23 heures 40 : le timonier, vent de n’importe quoi, livre le glaçon tant attendu. Un seul ? Ben oui, un seul. Mais un énorme. Les gens de mer sont des hommes de parole. Et de chansons … à boire.

 

LA ROSE MATUTINALE

(« La pire de toutes » – Pierre Ronsard)

     « CENT MILLE BORDELS DE PUTES A QUEUES ! » Ainsi rugit Léonce, jetant l’effroi parmi la faune qui s’éveillait doucement à la douceur naissante de cette matinée de printemps. Dont un lapin qui sautillait gaiement dans la luzerne et retomba raide mort.

« Que diantre me chantez-vous là, mon ami ? ». Rosine était perplexe. Un peu rouge aussi. Rougeaude même. Campagnarde, quoi, s’autorisa-t-il devant tant de candeur. Plutôt jolie, il faut le reconnaître, mais enfin, un tantinet bécasse, n’ayons pas peur des mots. Riche héritière, surtout, se morigéna-t-il. Ménager ma monture s’impose, conclut-il un peu cavalièrement.

« Oubliez ma mie, simple incantation matutinale » lui répondit-il donc en suçotant le doigt que ce putain de rosier venait d’égratigner. Quelle idée aussi de vouloir lui offrir une fleur ! Sitôt marié, je bannirai tous les épineux de ce domaine dont son géniteur à l’intention de la doter, se promit-il. Rien que du gravier, à perte de vue. Ou mieux, des pavés, bien lisses. Sur lesquels les visiteurs se rompront le cou par temps de pluie ou de gel. De quoi briser agréablement la monotonie de mes journées de futur légataire universel. Et de veuf inconsolable, ne put-il s’empêcher d’anticiper.

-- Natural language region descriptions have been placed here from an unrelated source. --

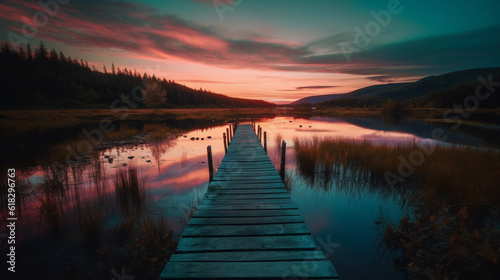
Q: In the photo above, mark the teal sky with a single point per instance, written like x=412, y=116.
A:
x=279, y=51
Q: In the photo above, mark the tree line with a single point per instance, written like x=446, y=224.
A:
x=43, y=78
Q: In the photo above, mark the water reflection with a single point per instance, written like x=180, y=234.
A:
x=116, y=188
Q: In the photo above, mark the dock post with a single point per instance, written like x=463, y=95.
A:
x=283, y=160
x=210, y=163
x=265, y=141
x=225, y=143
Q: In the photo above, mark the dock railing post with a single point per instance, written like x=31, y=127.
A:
x=210, y=163
x=225, y=143
x=265, y=141
x=283, y=160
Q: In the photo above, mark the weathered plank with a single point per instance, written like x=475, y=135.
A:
x=245, y=220
x=204, y=244
x=246, y=196
x=245, y=201
x=256, y=206
x=250, y=230
x=266, y=270
x=246, y=226
x=246, y=213
x=249, y=256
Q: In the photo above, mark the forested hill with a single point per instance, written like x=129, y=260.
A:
x=49, y=79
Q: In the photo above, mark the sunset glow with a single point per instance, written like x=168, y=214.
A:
x=278, y=51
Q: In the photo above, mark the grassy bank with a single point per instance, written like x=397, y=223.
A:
x=451, y=227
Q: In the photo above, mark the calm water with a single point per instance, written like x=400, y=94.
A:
x=176, y=176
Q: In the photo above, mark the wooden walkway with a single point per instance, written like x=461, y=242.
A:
x=246, y=226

« Alors les amoureux, que complotez-vous donc dans mon dos ? ». Surgit de nulle part, Gras Double (selon Léonce), Papounet chéri (d’après Roseline) et Cléante (pour les autres), faillit mettre un terme prématuré et, selon l’intéressé, regrettable, aux rêves matrimoniaux  du fiancé. C’était de notoriété publique, pourtant : cet imbécile d’un mètre cinquante au plus mais large d’autant se déplaçait avec la légèreté d’un édredon. Si bien qu’à chaque fois, la victime de la sournoise approche, manquait trépasser de saisissement.

« Nous devisions gaiement à propos de notre mariage en admirant vos magnifiques roses » répondit Léonce en enlaçant Rosine. Ou plutôt en encerclant sa taille. Quoi que bien faite de sa personne, la demoiselle lui rendait en effet deux têtes au moins. Ce qui normalement aurait du le dissuader de la courtiser. Sauf que son père était riche, très riche et qu’elle était niaise, très niaise. Romantique aussi, les deux vont souvent de pair. D’après Léonce, bien sûr. Et les gazettes féminines.

« Prenez garde de ne pas déflorer la plus jolie d’entre elles, mon jeune ami » rétorqua Cléante. Qui lui suggéra dans la foulée de retirer son doigt meurtri du giron de sa fille et d’aller le faire soigner plutôt que de risquer de la tacher. (Petit saligaud, se retint-il d’ajouter, une robe tout neuve qui m’a coûté une fortune !). Et donc, nos amoureux s’en furent, l’une pour changer de parure et l’autre de poupée. Tout en rêvant à leurs épousailles. Ainsi qu’aux funérailles de Papounet.

Hélas, la rose matutinale est parfois trémière, plus rarement crémière mais souvent rancunière. Si bien qu’elle fut fatale au fiancé matutinal. Lequel mourut deux jours plus tard d’une septicémie foudroyante et généralisée. Certains prétendirent de la syphilis. A tort, selon moi.

ALPHA, MOI ? JAMAIS ! JUSTE UN PEU BETA …

Ainsi donc le mâle est par essence dominant. Arrogant. Envahissant au delà du raisonnable. Assommant. Centaure et donc avec reproche.
Bref, Romeo est Alpha. Pauvre Juliette.
Moi, je ne suis qu’un mâle un peu Beta. De ceux qu’elles préfèrent.
Enfin, c’est ce qu’elles prétendent.